Abstract

High affinity iron uptake in Saccharomyces cerevisiae requires a metal reductase, a multicopper ferroxidase, and an iron permease. Fet3, the apparent ferroxidase, is proposed to facilitate iron uptake by catalyzing the oxidation of reductase-generated Fe(II) to Fe(III) by O2; in this model, Fe(III) is the substrate for the iron permease, encoded by FTR1 (Kaplan, J., and O'Halloran, T. V. (1996) Science 271, 1510-1512). We show here that dioxygen also plays an essential role in the expression of these iron uptake activities. Cells grown anaerobically exhibited no Fe(III) reductase or high affinity iron uptake activity, even if assayed for these activities under air. Northern blot analysis showed that the amount of those mRNAs encoding proteins associated with this uptake was repressed in anaerobic cultures but was rapidly induced by exposure of the culture to dioxygen. The anaerobic repression was reduced in cells expressing an iron-independent form of the trans-activator, Aft1, a protein that regulates the expression of these proteins. Thus, the effect of oxygenation on this expression appeared due at least in part to the state or distribution of iron in the cells. In support of this hypothesis, the membrane-permeant Fe(II) chelator, 2, 2'-bipyridyl, in contrast to the impermeant chelator bathophenanthroline disulfonate, caused a strong and rapid induction of these transcripts under anaerobic conditions.
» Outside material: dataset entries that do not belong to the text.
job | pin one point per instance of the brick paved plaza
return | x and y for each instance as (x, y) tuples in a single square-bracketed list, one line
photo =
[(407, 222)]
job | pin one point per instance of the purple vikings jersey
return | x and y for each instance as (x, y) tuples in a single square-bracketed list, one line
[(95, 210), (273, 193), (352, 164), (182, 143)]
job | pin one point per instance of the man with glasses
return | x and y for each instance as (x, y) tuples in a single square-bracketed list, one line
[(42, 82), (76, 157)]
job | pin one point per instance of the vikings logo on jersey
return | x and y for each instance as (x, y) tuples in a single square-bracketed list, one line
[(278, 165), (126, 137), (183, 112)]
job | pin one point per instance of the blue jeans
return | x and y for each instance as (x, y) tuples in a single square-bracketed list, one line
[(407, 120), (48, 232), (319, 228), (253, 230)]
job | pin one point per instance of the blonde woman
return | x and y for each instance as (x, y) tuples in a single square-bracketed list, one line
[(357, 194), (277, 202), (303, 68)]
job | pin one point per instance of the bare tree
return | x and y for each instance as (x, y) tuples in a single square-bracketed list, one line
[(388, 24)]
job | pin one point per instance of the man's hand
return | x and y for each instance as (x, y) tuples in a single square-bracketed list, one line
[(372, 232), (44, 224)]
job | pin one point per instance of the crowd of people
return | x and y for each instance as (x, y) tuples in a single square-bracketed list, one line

An increase in the steady-state levels of iron-regulated transcripts upon oxygenation or 2,2'-bipyridyl addition occurred within 5 min, indicating that a relatively small, labile intracellular pool of Fe(II) regulates the expression of these activities. The strength of the anaerobic repression was dependent on the low affinity, Fe(II)-specific iron transporter, encoded by FET4, suggesting that this Fe(II) pool was linked in part to iron brought into the cell via Fet4 protein. The data suggest a model in which dioxygen directly or indirectly modulates the Fe(III)/Fe(II) ratio in an iron pool linked to Aft1 protein while bipyridyl increases this ratio by chelating Fe(II). These results indicate that dioxygen both modulates the sensitivity to iron-dependent transcriptional regulation and acts as substrate for Fet3 in the ferroxidase reaction catalyzed by this ceruloplasmin homologue.